Oleh karena itu, makna esoterik Lailatul Qadr lebih utama untuk diperkenalkan ketimbang fakta malamnya. Boleh jadi seorang hamba merasahan keheningan, kefakuman, dan kekhusyukan justru di di tengah siang bolong; sementara ada hamba Tuhan lainnya merasakan malam harinya penuh kesibukan rasional, sehingga jiwa dan batin mereka tidak kurang aktif di malam hari, misalnya para wartawan yang dikejar deadline, para penjaga malam yang harus mengawasi keamanan disekitar wilayahnya. Boleh jadi mereka siang hari adalah malam spiritualnya.

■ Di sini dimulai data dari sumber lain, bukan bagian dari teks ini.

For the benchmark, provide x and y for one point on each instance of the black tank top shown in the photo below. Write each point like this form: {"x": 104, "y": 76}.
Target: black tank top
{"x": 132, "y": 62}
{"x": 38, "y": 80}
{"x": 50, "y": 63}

Pemaknaan satu kata dapat dilihat dari makna eksoterik dan makna esoteric. Makna eksoterik lebih merujuk kepada fakta sesuatu sedangkan makna esoterik lebih merujuk kepada apa yang di balik atau lebih dalam dari sekedar fakta itu.

Jika Lailatul Qadr ditekankan pada makna esoteriknya, misalnya lebih menekankan pada aspek waktu malamnya, maka kemungkinan hakekat, tujuan, atau hikmah lebih besar dari Lailatul Qadr tidak akan dicapai secara maksimum. Akan tetapi jika yang ditekankan adalah makna esoteriknya, misalnya keheningan, kesyahduan, kekhusyukan, dan kedekatan, maka kemungkinan Lailatul Qadr akan memberikan bekas dan kesan lebih lama di dalam diri seseorang.

Salah satu makna esoterik lailah adalah kelembutan, kepasrahan (femininity) dan kasih tulus (nurturing). Sedangkan siang (nahar) sering dimaknai kebalikannya sebagai ketegaran, kejantanan (masculinity), dan kekuatan (struggeling). Upaya mendekatkan diri sedekat-dekatnya kepada Allah swt lebih efektif melalui pendekatan kepasrahan dan kelembutan (motion) ketimbang melalui pendekatan ketegaran dan intelek (ratio). Malam sering dilukiskan dengan emosi dan siang dilukiskan dengan rasio. Dari perspektif ini terdapat isyarat kuat bahwa Lailatul Qadr adalah malam yang memiliki keunggulan (the power of night).

Kualitas feminine lebih kuat daripada kekuatan masculine.

Allah Swt, sebagaimana dapat dilihat di dalam 99 namanya (al-asma' al-husna), lebih dominan menampilkan sifat-sifat feminin (the mother God) ketimbang sifat-sifat maskulin (the father God). Di antara 99 nama tersebut lebih dari 70 % mengisyaratkan sifat-sifat feminin. Istimewanya lagi, yang paling sering disebutkan berulang-ulang dan hampir mewarnai halaman demi halaman Al-Qur'an adalah nama-nama feminin-Nya, sementara nama-nama maskulin jarang ditemukan. Bandingkan misalnya kata al-Rahim (Yang Maha Penyayang) terulang sebanyak 114 kali, sementara al-Muntaqim (Yang maha Pendendam), dan al-Mutakabbir (Yang Maha Angkuh) hanya sekali terulang. Kita hanya menemukan satu-satunya redaksi basmalah dalam Al-Qur'an, yaitu: Bismillah al-Rahman al-Rahim (Dengan Nama Allah Yang Maha Pengasih lagi Maha Penyayang). Kita tidak pernah menemukan misalnya bismillah al-Qawiy al-Jabbar (Dengan nama Allah Yang Maha Kuat lagi Maha Pemaksa), meskipun kata yang kedua juga merupakan nama dan sifat Allah Swt.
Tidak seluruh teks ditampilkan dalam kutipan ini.